Advanced therapies, in particular biologics and specialty medications, continue to drive demand in dermatology. On the one hand, these treatments provide very effective clinical benefits; on the other hand, payers scrutinize them very closely. Dermatology prior authorization requirements have thus grown more complex, with longer timelines for approval compared to most other specialties.
For clinics, this translates to delays, extra paperwork, and frustrated patients waiting for treatment. Practices can minimize delays in dermatology treatment approvals, even prevent denials, if the proper processes are implemented. The following are the key strategies that help stay ahead of payer rules and handle authorizations of high-cost therapies more effectively.
Why Dermatology Authorizations Are More Often Delayed
The main reason dermatology treatment approval delays are so common is high-cost drug oversight. Payers want to have proof that this therapy is medically necessary, cost-appropriate, and used only after conservative care. Common bottlenecks include:
- Lacking or outdated clinical notes
- Lack of previous treatment documentation
- Missing/wrong drug dosage information
- Payer-specific forms not submitted
- Missing lab results are required for safety
- Frequent changes to the rules for prior authorization of biologic medications
- Understanding where these delays occur helps practices build stronger workflows.
Strengthen Documentation to Support Medical Necessity
Dermatology prior auth denials often begin with incomplete documentation. Payers want a detailed picture of the patient’s history and condition. Clinical notes should include:
- Diagnosis with severity scoring
- Duration and course of the disease
- Previous treatment with topical, oral, or phototherapy
- Measured response or failure of previous therapies
- Impact on the patient’s quality of life
- Dosing of drugs, frequency, and duration are anticipated
- The more complete the documentation, the faster the approval.
- Only in the dimension of choice is there true freedom.
Use Payer-Specific Checklists
Each insurer handles high-cost dermatology drugs differently; some want step-therapy documentation, while others require certain scoring tools. Establish internal checklists regarding:
- Biologic medication prior authorization forms
- Other required laboratory tests (TB screening, liver function, etc.)

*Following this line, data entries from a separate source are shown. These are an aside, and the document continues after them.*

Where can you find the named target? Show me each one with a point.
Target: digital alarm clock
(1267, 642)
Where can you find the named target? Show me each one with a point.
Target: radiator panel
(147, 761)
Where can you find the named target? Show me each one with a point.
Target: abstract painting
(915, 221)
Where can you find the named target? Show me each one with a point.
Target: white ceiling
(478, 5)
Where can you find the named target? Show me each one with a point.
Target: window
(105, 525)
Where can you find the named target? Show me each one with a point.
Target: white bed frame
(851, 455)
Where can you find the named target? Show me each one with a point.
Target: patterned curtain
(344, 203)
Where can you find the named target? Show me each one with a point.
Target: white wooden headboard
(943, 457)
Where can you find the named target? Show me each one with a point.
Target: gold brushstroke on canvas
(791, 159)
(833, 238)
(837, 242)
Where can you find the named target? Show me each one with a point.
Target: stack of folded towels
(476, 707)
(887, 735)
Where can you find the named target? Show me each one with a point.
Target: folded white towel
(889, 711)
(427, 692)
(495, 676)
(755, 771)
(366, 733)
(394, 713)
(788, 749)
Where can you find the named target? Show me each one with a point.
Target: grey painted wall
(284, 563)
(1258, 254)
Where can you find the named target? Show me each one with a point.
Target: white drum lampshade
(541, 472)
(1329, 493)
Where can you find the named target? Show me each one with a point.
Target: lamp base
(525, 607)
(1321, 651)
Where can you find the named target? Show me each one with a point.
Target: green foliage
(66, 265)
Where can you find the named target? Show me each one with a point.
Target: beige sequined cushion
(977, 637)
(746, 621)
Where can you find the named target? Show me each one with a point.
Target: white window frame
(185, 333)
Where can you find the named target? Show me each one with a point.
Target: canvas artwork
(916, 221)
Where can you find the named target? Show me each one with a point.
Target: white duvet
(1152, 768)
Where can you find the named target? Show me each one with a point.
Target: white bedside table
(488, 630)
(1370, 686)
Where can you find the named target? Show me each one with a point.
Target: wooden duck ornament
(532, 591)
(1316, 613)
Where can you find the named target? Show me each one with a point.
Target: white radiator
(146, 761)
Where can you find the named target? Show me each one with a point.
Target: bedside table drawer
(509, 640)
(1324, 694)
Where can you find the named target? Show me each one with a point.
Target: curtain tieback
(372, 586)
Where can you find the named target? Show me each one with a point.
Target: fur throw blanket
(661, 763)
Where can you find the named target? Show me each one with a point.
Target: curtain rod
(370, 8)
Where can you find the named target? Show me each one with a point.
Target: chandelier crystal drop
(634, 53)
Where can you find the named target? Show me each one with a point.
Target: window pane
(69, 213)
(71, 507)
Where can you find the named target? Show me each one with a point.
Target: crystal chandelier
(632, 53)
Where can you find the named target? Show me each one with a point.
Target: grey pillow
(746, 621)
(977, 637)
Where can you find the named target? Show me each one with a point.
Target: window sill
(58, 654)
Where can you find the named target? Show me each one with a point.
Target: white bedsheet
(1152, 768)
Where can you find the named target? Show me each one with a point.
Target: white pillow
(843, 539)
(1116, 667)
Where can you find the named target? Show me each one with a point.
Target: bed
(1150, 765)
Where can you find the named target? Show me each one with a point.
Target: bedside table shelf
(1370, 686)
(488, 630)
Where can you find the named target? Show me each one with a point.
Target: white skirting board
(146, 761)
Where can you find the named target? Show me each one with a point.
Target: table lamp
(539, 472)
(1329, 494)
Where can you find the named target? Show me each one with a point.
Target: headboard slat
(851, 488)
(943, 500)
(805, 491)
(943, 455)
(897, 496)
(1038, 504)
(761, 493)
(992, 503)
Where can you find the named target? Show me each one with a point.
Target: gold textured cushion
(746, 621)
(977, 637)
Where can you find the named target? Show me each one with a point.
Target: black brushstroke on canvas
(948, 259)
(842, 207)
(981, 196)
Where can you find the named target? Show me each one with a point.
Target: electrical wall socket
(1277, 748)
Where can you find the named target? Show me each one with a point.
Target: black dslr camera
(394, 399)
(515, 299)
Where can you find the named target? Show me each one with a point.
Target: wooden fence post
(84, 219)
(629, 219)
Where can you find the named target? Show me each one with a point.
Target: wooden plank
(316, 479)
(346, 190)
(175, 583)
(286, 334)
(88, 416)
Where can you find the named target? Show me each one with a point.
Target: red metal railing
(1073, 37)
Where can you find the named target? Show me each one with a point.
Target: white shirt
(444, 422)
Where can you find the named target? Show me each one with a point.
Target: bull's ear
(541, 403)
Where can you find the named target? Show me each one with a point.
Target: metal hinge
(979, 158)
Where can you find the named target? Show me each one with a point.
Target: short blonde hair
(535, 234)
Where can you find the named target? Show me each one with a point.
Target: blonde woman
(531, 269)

- Information required by the payer to facilitate therapy
- Payer drug formularies and medication tier structure
- Payer-specific prior authorization criteria for individual drugs
Timely Submission of Documentation
Since the approval of the biologics is a lengthy process, the early submission of the documentation will help facilitate the approval faster. To assist in developing good submission practices, it is important to:
- Begin the submission as soon as possible after the provider recommends therapy.
- Gather and keep all clinical notes and laboratory results prior to submitting for approval.
- Utilize electronic submission portals for the fastest submission.
- Check the status 48-72 hours after the initial submission.
- Escalate urgent cases with the appropriate supporting documentation.
- Taking these actions will minimize the chance of treatment gaps or delays in treatment.
Medical billing outsourcing can help when workloads are rising. When Dermatology clinics experience a high volume of biologics, authorization often fails to keep up. Outsourcing the process decreases delays and denials. A medical billing department that partners with a knowledgeable outsourced medical billing company like RCM Workshop can reap a more efficient process for tracking and updating submissions regarding high-cost treatments.
Dermatology practices that utilize an effective approach can streamline their dermatology prior authorization, reduce the number of denials they may receive, speed up the timeframe for patients receiving pre-approval for treatment, and ensure that all of their patients receive the timely and appropriate care they need.